Les pionniers de la communauté se sont donc éloignés du centre-ville pour établir le haut-lieu des planchistes de l’Émirat vers la fontaine du quartier de Deira. « La fontaine, c’est vraiment le spot favori des Dubaïotes, explique Karim Sami, un anglais de 35 ans installé dans le Golfe depuis 1994. À ses côtés, Suraj, Iman et Ahmed enchainent les tricks par-dessus une poubelle, module improvisé du jour. Les gens ici ne sont pas dérangés par le skate. Au contraire, ils sont curieux et viennent observer. On traine ici depuis 1999 et depuis rien n’a changé. On a un bon flat, une bonne atmosphère, et surtout ce n’est pas un skatepark. »
Pour lui, qui skate Dubaï quotidiennement, la scène locale a fortement évolué ces dernières années, en partie grâce à l’essor économique et aux nouvelles opportunités qu’offrent la ville. « La communauté grandit de jour en jour. Avant, il y a genre 10-15 ans, elle était plutôt restreinte, parce que tu skatais jeune puis tu quittais Dubaï après le lycée. Aujourd’hui les gens bossent ici, donc on a davantage de gars dans la vingtaine et la trentaine. »
Consciente de cette réalité, la Ville et les entrepreneurs multiplient les projets d’aménagements pour séduire cette nouvelle génération.

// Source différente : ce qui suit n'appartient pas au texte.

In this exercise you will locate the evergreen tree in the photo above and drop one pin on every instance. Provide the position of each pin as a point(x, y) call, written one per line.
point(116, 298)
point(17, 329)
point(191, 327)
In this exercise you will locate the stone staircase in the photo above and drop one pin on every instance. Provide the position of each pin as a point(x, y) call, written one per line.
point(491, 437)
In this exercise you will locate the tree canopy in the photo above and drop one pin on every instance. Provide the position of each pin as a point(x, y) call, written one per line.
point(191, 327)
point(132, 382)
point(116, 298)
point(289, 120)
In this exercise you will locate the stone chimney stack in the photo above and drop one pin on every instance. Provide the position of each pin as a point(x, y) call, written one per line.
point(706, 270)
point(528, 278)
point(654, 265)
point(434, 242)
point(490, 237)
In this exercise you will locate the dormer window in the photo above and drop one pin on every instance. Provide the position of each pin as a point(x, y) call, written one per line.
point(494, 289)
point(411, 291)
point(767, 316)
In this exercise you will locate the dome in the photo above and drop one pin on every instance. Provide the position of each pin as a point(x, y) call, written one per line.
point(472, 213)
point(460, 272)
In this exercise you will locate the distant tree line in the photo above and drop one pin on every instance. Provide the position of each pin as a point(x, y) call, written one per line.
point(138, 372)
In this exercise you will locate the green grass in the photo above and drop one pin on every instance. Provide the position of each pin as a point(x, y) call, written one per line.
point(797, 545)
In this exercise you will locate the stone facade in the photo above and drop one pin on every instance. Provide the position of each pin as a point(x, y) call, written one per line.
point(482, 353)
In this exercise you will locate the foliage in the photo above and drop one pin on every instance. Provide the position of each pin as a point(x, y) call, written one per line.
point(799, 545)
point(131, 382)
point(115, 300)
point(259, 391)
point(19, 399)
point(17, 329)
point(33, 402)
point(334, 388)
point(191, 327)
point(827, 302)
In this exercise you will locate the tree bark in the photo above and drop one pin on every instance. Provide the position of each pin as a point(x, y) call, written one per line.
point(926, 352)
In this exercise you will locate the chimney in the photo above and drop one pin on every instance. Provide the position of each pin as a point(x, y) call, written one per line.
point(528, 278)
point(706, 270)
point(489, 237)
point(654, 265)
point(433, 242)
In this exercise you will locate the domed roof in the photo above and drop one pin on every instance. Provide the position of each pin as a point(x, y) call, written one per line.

Si les plus jeunes se sont laissé tenter, la communauté street reste plus ou moins insensible à ces appels du pied, comme en témoigne Karim.
« Honnêtement les skateparks sont bons, avec un niveau assez élevé, mais on n’y va pas souvent. Ils ont construit tout un tas de trucs inutiles. L’un d’eux a un full pipe. Qui va sérieusement skater un full pipe ? »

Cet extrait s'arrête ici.